Includes works by Eugene von Guérard, Louis Buvelot, Arthur Streeton, Walter Withers, Ivan Durrant, Mandy Martin, Adam Pyett, and Marlene Gilson, among others.
Arthur Streeton, Ocean blue, Lorne, 1921, oil on canvas, 64 x 76.6cm (25.19” x 30.15”)
This commanding painting stands out for all the right reasons!
Ocean blue, Lorne was included in [Streeton’s] 1938 solo exhibition, at which time it was singled out as ‘a masterpiece in colour and tone.’ —The Argus, 2 August 1938
“If his writing was that lyrical, his paintings were even more so, and Edwards [Geoffrey Edwards Geelong Gallery] says much of the beauty we perceive, especially in Ocean blue, Lorne, is a result of Streeton having just returned to Australia in 1920, after his tour as an official war artist.
In the Sydney Morning Herald: Streeton’s coastal subjects presented him with an opportunity to record “the power, force and beauty of the natural world”,combining a plein-airist technique with deeply felt emotional responses to the environment. “He recorded what he saw with a mixture of accuracy and imagination and further extended his visual vocabulary of the Australian landscape.”
Gazing at this exquisite work, a sense of contemplative awakening emerges. It is as if Streeton is lost in thought (perhaps pondering the contrasts between what he sees and what he has lately experienced in the war – a subject spoken of at length in the media), while painting en plein air in this ideal location: doing his thing intuitively – not over-thinking his technique.
Assuredly because “…of his experiences in the war, this and other paintings he did in the district from 1920-1932 encapsulate “his exuberant response to the sun-blessed and peaceful countryside of his homeland” and specifically to the fertile and prosperous west.
Ocean blue, Lorne is bright, with a slight blueish atmospheric haze.
This may be due to the particular light and the presence of blue wavelengths. (blue represent the shortest wave lengths and are thus more prolifically spattered within the atmosphere), or it may be a purely imaginative gesture in keeping with Streeton’s love of and exuberance for the natural world, gazing at an undoubtedly spectacular scene.
Influenced by the Impressionists Streeton has reduced the amount of natural phenomena to focus intensity of colour, an impression of the water (and waves), the haze perhaps a fleeting impression and adding to what is doubtless a romantic view of Lorne given his recent circumstances. In company with this is a patchwork of hues to articulate the subject: depth, form and composition are arrived at instinctively in paint. Noticeable because there are no strong lines.

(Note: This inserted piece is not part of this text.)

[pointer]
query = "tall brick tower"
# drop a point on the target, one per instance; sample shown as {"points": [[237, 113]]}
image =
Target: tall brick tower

This would be in keeping with painting outdoors and getting it largely finalised before leaving. It may be late afternoon as there appears to be a faint moon within a generalised or overcast sky. The bright cobalt patches attaching to the trees are elusive; yet they stand out, adding to a certain spontaneity associated both with rambling verdant nature and the time of day. They may represent a climbing creeper like Lilac vine (Happy wanderer).